I am trying to setup a DBMS_SCHEDULER Job to run exactly at 1 AM on 1st of January every year on Oracle 11g. How to setup its attributes to be absolutely sure it wont get executed in wrong hour, because of timezone differences nor Daylight Savings Time.
I have spent plenty of time going through Oracle documentation, but I have still not reached the level of certainity.
Just btw, here are the rules which I found and consider relevant to the subject:
Job attributes
start_date This attribute specifies the first date on which this job is scheduled to start. If start_date and repeat_interval are left null, then the job is scheduled to run as soon as the job is enabled.

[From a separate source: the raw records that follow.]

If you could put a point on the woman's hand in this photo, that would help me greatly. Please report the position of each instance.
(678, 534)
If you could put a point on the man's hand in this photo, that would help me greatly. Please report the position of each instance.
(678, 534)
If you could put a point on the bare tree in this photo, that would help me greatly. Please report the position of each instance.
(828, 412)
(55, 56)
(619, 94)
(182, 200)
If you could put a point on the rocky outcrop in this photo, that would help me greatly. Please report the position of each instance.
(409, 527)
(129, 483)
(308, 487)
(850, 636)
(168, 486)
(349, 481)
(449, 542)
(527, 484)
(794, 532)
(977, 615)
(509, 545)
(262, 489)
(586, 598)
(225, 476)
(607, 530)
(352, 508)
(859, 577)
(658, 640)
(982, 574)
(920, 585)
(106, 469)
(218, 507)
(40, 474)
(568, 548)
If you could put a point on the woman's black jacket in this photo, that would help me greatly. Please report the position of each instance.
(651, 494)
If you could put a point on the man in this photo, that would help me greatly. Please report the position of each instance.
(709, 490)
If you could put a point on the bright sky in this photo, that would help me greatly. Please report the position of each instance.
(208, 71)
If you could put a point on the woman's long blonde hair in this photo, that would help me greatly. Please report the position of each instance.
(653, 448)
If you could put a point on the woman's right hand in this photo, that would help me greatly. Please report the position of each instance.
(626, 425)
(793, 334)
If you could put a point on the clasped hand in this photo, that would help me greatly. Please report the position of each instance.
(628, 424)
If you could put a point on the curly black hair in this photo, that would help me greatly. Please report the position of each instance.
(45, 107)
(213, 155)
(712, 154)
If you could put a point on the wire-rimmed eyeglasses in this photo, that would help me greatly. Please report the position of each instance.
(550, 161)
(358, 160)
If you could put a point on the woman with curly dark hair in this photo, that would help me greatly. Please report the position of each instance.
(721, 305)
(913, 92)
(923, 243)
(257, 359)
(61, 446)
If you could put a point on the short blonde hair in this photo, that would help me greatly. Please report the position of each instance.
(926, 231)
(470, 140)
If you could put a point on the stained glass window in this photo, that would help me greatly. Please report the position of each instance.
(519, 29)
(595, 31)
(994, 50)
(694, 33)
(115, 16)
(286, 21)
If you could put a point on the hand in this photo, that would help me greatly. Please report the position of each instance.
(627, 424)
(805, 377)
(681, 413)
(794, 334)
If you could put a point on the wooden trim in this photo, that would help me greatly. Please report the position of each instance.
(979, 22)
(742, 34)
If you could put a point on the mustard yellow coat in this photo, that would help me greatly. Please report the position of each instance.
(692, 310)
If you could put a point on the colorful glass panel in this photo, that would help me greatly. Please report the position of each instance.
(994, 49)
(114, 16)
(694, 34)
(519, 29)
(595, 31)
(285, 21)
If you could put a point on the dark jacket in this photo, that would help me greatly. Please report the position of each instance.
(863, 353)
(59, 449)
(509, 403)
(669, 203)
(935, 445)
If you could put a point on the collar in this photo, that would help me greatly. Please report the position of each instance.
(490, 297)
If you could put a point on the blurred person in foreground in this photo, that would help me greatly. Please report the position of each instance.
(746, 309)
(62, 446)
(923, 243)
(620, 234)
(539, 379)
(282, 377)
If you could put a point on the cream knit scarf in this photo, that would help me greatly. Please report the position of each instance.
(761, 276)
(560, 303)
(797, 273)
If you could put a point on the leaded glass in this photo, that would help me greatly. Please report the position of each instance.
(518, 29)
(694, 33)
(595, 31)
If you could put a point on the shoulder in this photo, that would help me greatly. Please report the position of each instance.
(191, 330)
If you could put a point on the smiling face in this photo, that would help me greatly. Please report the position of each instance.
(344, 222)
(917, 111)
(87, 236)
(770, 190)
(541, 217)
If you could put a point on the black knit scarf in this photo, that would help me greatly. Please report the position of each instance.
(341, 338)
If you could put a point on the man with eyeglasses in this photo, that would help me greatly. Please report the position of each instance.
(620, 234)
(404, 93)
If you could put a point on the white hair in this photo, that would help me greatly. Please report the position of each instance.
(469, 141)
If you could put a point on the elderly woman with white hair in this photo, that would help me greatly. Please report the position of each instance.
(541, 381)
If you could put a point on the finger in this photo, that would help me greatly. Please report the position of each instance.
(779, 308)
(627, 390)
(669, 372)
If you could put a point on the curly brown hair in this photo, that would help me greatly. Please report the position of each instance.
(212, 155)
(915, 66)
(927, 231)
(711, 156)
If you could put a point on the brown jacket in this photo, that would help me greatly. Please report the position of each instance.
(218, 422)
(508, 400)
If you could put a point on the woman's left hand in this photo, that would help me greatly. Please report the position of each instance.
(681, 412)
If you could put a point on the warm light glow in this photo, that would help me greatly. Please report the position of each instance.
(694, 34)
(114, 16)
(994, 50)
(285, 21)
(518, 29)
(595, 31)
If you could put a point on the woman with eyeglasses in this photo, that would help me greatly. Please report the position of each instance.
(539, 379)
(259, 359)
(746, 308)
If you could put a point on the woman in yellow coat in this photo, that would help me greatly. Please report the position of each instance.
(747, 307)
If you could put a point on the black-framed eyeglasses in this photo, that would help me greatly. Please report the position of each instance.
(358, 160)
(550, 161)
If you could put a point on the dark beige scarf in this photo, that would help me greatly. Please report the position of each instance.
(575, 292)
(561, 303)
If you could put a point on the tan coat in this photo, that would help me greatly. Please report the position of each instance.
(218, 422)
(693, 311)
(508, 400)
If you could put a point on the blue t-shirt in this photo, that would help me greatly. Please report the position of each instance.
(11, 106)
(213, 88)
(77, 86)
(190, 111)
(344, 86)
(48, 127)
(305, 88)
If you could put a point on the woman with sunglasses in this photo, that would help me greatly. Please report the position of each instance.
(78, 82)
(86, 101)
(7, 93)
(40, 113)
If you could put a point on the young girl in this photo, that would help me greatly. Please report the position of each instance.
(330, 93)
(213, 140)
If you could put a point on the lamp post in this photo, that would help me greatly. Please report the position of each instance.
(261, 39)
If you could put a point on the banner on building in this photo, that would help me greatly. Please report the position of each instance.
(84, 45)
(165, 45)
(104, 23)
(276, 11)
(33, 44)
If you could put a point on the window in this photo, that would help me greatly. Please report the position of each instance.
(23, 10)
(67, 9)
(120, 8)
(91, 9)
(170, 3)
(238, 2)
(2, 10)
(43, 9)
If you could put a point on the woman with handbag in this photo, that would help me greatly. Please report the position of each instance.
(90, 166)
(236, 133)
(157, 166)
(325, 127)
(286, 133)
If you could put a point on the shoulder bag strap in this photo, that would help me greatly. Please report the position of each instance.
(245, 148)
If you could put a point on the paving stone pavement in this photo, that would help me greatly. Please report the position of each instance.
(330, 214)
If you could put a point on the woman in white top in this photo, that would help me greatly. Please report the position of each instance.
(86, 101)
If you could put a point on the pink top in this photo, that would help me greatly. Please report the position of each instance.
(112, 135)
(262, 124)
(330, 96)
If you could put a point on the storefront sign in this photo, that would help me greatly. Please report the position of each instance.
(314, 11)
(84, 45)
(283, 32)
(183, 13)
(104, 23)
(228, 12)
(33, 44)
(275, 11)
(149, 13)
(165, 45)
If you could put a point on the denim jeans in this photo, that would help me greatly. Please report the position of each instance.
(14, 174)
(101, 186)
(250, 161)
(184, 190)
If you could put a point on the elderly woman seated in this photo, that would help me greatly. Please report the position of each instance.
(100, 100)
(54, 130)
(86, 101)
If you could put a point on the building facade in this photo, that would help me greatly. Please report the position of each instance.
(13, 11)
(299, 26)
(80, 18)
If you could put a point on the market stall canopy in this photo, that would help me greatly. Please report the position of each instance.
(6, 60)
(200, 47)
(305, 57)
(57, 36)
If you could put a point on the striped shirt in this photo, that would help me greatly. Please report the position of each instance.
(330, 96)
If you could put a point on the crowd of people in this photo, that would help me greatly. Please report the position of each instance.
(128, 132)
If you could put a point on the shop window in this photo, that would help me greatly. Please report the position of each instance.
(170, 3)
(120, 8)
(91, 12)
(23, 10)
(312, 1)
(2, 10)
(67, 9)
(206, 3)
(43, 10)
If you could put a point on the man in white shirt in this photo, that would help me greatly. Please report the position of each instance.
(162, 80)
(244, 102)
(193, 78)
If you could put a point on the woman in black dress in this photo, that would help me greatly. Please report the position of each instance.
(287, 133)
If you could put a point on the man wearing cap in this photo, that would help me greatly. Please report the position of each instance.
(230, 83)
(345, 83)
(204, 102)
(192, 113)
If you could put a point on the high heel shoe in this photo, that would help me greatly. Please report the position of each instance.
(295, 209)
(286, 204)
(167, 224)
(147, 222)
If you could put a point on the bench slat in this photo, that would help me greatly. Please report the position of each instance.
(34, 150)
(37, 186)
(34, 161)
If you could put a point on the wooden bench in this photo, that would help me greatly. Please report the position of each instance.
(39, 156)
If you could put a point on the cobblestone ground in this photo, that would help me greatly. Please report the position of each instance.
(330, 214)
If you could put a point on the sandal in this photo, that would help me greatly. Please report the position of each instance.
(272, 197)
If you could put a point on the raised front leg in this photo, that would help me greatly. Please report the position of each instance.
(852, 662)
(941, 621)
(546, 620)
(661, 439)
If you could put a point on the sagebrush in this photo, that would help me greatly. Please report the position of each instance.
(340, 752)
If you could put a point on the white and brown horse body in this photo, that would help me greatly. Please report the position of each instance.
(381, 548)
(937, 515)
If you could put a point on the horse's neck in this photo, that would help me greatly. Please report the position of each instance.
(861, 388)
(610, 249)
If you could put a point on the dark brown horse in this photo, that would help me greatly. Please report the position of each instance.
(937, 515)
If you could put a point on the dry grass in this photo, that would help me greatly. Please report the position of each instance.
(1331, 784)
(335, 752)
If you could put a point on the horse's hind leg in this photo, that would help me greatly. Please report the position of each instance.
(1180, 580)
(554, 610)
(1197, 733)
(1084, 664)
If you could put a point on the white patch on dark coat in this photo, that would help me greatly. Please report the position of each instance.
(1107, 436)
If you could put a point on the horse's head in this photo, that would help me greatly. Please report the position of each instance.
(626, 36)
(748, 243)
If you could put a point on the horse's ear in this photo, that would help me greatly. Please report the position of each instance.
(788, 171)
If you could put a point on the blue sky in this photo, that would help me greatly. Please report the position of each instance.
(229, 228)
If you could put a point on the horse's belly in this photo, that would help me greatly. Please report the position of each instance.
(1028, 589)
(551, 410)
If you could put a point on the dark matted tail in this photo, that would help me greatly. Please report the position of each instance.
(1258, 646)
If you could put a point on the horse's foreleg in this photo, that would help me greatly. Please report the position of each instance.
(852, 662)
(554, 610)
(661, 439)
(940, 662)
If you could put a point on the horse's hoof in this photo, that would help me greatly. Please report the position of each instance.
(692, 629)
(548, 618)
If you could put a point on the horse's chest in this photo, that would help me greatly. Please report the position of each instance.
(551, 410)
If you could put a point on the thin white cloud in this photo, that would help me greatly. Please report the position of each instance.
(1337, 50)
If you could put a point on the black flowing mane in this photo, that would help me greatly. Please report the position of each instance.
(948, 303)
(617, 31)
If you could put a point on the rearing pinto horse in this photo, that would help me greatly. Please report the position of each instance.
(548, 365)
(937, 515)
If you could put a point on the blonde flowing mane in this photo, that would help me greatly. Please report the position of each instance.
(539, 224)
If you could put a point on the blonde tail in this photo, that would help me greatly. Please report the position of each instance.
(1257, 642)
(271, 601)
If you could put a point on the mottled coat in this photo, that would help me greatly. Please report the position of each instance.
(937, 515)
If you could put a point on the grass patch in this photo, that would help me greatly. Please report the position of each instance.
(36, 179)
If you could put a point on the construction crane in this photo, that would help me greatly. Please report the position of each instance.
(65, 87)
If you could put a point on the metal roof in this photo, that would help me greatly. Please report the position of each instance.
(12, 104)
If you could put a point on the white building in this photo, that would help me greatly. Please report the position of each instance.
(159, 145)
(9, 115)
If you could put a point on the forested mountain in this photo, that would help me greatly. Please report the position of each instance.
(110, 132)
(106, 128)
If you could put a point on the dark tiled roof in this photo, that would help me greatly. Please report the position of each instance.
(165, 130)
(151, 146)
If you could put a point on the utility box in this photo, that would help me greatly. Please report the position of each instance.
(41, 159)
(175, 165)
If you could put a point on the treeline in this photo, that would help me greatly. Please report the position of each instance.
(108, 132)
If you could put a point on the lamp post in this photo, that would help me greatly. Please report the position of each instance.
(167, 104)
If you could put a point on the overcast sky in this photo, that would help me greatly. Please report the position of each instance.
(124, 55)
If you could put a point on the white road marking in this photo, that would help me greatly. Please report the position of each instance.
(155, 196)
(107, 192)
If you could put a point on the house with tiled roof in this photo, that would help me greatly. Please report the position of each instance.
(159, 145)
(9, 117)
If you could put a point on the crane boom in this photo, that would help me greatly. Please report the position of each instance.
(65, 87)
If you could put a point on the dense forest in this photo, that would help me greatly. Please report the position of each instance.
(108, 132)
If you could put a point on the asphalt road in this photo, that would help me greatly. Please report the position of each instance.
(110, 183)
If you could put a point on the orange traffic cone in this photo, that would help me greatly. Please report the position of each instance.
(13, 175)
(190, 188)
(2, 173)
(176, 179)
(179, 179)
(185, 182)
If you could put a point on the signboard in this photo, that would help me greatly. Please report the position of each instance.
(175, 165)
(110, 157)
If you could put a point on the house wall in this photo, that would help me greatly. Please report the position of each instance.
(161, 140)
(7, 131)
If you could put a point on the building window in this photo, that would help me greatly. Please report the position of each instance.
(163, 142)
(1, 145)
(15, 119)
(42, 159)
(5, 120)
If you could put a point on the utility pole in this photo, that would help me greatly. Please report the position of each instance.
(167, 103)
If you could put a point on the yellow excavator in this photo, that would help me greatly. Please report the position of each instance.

For repeating jobs that use a calendaring expression to specify the repeat interval, start_date is used as a reference date. The first time the job will be scheduled to run is the first match of the calendaring expression that is on or after the current date.
The Scheduler cannot guarantee that a job will execute on an exact time because the system may be overloaded and thus resources unavailable.
repeat_interval This attribute specifies how often the job should repeat. You can specify the repeat interval by using calendaring or PL/SQL expressions.
The expression specified is evaluated to determine the next time the job should run. If repeat_interval is not specified, the job will run only once at the specified start date. See "Calendaring Syntax" for further information.
Rules in Calendaring syntax
The calendaring syntax does not allow you to specify a time zone.
Instead the Scheduler retrieves the time zone from the start_date
argument. If jobs must follow daylight savings adjustments you must
make sure that you specify a region name for the time zone of the
start_date. For example specifying the start_date time zone as
'US/Eastern' in New York will make sure that daylight saving
adjustments are automatically applied. If instead the time zone of
the start_date is set to an absolute offset, such as '-5:00',
daylight savings adjustments are not followed and your job execution
will be off by an hour half of the year.
When start_date is NULL, the Scheduler will determine the time zone for the repeat interval as follows:
It will check whether the session time zone is a region name. The session time zone can be set by either:
Issuing an ALTER SESSION statement, for example: SQL> ALTER SESSION
SET time_zone = 'Asia/Shanghai'; Setting the ORA_SDTZ environment
variable.
If the session time zone is an absolute offset instead of a region name, the Scheduler will use the value of the DEFAULT_TIMEZONE Scheduler attribute. For more information, see the SET_SCHEDULER_ATTRIBUTE Procedure.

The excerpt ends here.